Represália do Cazaquistão contra Exchanges de Criptomoedas Ilegais
Em um movimento significativo para regular o mercado de criptomoedas, o Cazaquistão tomou medidas decisivas ao fechar 130 exchanges de criptomoedas não autorizadas. Este passo ousado foi anunciado durante uma reunião governamental por Kairat Bizhanov, Vice-Presidente da Agência de Monitoramento Financeiro (AFM). A operação também resultou na apreensão de ativos virtuais avaliados em $16,7 milhões, destacando a postura rigorosa do Cazaquistão contra atividades financeiras ilícitas.
Razões por Trás do Fechamento
A principal razão para o fechamento dessas exchanges de criptomoedas foi seu envolvimento na lavagem de dinheiro obtido através de atividades criminosas. Segundo a legislação do Cazaquistão, apenas as plataformas de criptomoedas que possuem licença da Autoridade de Serviços Financeiros de Astana (AFSA) e estão integradas com bancos locais são permitidas a operar legalmente. Qualquer plataforma que funcione sem essas credenciais é considerada ilegal.
Aprimoramento das Medidas de Segurança Financeira
A AFM não está apenas focada em fechar operações ilegais, mas também intensifica seus esforços para combater atividades de saque ilícitas relacionadas a criptomoedas. Somente em 2024, as autoridades descobriram 81 grupos clandestinos com um volume de negócios combinado superior a 24 bilhões de tenge (mais de $43 milhões). Uma das principais vulnerabilidades identificadas no sistema financeiro continua sendo os caixas eletrônicos, que continuam sendo explorados para saques ilícitos.
Além disso, apesar das restrições rigorosas, os volumes de saque continuam a aumentar. De acordo com Bizhanov, aproximadamente 13,2 trilhões de tenge ($24,1 bilhões) foram retirados até agora—um aumento de um trilhão em relação ao ano passado.
Novas Regulamentações para Transações de Criptomoedas
Para conter transações ilegais e aumentar a transparência nas operações financeiras, a AFM junto com o Banco Nacional do Cazaquistão introduziu várias novas regras:
- Depósitos superiores a 500.000 tenge ($913) agora exigem um número de identificação individual e confirmação via aplicativo móvel.
- Os bancos são obrigados a manter gravações de vídeo dos caixas eletrônicos por pelo menos 180 dias.

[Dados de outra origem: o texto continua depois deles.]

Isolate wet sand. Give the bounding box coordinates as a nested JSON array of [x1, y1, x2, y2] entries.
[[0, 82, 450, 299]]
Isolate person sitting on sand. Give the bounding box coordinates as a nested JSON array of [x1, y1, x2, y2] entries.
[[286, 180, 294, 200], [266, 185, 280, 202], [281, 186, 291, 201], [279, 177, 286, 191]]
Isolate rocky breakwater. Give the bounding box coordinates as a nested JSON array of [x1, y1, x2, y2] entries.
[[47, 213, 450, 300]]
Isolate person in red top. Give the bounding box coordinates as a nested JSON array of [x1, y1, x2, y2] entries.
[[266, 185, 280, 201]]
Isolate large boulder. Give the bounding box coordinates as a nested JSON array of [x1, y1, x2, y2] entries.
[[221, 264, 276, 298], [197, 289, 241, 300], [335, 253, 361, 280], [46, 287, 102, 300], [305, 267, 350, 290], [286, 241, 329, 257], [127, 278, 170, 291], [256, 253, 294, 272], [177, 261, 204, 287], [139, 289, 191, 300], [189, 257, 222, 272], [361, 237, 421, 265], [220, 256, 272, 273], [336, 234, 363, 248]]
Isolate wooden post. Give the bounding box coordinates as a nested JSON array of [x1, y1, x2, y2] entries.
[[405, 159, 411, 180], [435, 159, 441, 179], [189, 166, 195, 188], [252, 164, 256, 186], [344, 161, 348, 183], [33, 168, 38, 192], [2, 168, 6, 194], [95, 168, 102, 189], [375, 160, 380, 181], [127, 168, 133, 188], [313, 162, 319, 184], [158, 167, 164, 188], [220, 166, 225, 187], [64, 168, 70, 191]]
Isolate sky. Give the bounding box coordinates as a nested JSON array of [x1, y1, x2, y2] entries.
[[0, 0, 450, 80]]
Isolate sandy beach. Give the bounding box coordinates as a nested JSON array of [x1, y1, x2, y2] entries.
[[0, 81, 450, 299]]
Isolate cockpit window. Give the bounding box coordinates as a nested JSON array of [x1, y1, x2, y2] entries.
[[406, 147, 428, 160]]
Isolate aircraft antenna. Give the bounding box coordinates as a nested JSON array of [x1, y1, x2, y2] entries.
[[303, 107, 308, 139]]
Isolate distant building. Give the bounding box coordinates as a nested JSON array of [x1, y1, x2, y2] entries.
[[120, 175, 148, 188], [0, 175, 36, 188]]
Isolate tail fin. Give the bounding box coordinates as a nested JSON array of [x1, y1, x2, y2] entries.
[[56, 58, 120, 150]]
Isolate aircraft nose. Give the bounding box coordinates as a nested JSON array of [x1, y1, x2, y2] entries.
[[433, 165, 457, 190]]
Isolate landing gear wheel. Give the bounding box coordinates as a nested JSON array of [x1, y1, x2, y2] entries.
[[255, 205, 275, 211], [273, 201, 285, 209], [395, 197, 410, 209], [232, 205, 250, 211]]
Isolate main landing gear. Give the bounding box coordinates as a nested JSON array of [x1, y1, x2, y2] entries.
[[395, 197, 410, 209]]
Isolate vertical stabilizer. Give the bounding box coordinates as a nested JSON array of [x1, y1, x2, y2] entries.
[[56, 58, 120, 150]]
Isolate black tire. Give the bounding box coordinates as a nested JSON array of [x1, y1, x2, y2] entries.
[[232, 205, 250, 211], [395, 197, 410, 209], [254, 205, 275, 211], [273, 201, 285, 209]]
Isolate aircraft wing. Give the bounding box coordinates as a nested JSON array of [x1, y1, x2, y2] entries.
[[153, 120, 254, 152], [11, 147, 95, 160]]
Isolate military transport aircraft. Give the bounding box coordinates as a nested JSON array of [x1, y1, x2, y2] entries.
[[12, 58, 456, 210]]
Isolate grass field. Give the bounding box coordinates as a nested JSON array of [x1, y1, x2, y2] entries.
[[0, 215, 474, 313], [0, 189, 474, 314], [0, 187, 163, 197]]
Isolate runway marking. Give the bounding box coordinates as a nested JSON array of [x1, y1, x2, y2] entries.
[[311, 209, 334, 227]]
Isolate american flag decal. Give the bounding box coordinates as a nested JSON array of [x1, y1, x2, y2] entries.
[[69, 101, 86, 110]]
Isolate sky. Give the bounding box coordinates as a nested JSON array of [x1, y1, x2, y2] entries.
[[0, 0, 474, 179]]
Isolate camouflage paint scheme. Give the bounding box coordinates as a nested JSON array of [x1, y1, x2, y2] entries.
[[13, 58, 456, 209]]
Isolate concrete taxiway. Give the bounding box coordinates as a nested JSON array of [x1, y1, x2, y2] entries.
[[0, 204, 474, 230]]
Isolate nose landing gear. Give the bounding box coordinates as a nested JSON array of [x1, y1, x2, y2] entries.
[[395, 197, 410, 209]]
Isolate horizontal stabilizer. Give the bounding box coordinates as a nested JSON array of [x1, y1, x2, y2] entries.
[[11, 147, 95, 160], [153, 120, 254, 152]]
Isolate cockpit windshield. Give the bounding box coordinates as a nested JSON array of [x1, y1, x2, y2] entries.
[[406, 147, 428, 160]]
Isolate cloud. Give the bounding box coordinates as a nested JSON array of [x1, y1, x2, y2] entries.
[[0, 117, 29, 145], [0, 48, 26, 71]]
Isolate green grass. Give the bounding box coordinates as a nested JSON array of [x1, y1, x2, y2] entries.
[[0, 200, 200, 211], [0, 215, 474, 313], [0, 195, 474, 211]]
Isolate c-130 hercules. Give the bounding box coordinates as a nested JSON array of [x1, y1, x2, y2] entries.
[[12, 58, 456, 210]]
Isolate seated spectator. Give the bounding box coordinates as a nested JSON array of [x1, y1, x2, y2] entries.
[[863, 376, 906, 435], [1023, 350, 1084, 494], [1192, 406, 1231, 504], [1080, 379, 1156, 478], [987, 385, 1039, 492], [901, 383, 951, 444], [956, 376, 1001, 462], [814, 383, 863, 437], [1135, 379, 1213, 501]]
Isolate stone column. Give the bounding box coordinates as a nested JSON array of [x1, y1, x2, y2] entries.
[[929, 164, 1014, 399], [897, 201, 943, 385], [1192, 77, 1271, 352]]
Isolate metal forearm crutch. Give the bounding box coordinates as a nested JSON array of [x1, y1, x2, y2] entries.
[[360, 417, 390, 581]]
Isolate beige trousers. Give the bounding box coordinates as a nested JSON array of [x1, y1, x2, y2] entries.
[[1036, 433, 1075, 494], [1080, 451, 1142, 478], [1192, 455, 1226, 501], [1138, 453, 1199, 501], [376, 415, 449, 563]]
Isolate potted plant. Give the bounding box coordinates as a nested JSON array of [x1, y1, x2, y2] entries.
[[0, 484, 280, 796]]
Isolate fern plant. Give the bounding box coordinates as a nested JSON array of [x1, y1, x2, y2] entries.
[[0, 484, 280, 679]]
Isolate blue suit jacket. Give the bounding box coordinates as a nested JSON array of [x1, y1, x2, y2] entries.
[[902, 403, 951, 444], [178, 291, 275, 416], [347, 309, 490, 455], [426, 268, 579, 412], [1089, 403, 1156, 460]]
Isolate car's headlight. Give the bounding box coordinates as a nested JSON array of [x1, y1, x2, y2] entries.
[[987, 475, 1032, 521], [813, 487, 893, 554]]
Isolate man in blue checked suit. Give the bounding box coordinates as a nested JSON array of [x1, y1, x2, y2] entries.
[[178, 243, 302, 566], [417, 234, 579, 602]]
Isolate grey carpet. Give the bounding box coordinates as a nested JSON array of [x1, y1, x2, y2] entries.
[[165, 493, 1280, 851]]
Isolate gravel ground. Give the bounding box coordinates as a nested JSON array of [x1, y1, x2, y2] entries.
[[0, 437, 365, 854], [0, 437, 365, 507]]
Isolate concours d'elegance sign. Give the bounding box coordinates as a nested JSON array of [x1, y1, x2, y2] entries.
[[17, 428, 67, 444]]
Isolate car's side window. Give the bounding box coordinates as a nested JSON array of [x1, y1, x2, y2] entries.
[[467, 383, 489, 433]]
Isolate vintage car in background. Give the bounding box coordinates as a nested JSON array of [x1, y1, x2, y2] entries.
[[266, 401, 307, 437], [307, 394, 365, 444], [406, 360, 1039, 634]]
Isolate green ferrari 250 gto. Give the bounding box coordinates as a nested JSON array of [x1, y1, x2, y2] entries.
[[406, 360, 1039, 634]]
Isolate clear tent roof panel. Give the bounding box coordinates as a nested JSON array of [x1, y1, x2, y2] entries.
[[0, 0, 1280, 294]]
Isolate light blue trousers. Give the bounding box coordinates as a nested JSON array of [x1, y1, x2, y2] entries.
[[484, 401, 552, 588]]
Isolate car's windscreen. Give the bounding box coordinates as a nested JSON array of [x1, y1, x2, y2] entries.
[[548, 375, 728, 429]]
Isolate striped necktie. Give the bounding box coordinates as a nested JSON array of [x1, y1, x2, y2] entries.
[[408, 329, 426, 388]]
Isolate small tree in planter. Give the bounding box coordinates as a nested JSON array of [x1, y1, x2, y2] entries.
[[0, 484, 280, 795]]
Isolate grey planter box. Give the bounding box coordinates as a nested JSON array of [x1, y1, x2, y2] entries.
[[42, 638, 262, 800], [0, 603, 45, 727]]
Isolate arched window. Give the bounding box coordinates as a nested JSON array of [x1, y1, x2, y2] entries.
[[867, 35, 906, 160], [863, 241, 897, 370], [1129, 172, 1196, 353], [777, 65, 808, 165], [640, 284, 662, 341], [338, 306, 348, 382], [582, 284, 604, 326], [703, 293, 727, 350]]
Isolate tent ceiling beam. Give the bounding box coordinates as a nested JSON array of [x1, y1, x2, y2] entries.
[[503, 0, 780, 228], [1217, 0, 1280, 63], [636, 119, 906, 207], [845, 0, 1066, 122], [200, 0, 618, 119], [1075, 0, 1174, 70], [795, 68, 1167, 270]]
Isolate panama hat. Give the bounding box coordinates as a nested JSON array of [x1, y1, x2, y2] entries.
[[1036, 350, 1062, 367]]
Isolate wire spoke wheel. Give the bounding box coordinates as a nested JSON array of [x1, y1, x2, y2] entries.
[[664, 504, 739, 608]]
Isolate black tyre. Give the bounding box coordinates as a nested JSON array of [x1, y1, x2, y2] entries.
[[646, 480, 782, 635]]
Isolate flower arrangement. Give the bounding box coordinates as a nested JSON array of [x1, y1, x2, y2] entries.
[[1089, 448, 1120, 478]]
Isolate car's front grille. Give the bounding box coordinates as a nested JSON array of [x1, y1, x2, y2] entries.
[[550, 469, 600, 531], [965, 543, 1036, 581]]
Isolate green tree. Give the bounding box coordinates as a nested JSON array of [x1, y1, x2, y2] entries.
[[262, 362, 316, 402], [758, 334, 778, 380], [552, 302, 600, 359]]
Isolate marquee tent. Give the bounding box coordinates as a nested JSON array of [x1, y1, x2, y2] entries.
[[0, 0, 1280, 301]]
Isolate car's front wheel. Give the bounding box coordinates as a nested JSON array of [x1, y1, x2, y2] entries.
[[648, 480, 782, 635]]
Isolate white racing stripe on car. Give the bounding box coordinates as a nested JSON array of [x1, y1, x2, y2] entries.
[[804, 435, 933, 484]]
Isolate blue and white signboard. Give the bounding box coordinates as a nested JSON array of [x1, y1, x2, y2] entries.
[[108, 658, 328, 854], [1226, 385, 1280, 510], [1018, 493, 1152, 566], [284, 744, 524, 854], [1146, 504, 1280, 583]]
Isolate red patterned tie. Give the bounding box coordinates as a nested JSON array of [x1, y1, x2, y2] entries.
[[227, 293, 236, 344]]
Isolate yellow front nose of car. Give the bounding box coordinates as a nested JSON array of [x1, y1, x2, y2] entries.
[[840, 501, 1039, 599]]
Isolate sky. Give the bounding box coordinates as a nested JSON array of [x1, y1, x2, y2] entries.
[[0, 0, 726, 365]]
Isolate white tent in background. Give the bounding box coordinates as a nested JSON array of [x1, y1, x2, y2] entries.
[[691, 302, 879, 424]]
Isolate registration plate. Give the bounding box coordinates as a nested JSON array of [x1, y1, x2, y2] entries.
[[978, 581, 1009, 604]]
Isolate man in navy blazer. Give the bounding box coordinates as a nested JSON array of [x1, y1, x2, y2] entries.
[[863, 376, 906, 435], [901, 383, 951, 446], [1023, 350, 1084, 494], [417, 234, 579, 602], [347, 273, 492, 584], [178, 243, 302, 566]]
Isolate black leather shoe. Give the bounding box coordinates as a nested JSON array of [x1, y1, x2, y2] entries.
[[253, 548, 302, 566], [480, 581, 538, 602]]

- Há uma expansão no uso de métodos de identificação biométrica, como reconhecimento facial e escaneamento de impressões digitais para todas as transações relacionadas a dinheiro.
Essas medidas visam prevenir transferências anônimas sem identificar o remetente ou o destinatário e garantir maior segurança dentro dos sistemas financeiros.
A abordagem proativa do Cazaquistão serve como um lembrete importante da necessidade de regulamentação abrangente nos mercados de ativos digitais em rápida evolução globalmente. Ao estabelecer estruturas legais claras e impor medidas de conformidade rigorosas, os países podem proteger suas economias enquanto fomentam a inovação dentro deste setor dinâmico.
Em desenvolvimentos recentes que refletem seu compromisso com a integração responsável de soluções financeiras digitais em sua economia, o Cazaquistão lançou uma versão piloto do Evo (KZTE), sua moeda estável nacional atrelada à moeda local—tenge—ilustrando ainda mais sua abordagem visionária em relação à regulamentação de criptomoedas em meio à crescente adoção em todo o mundo.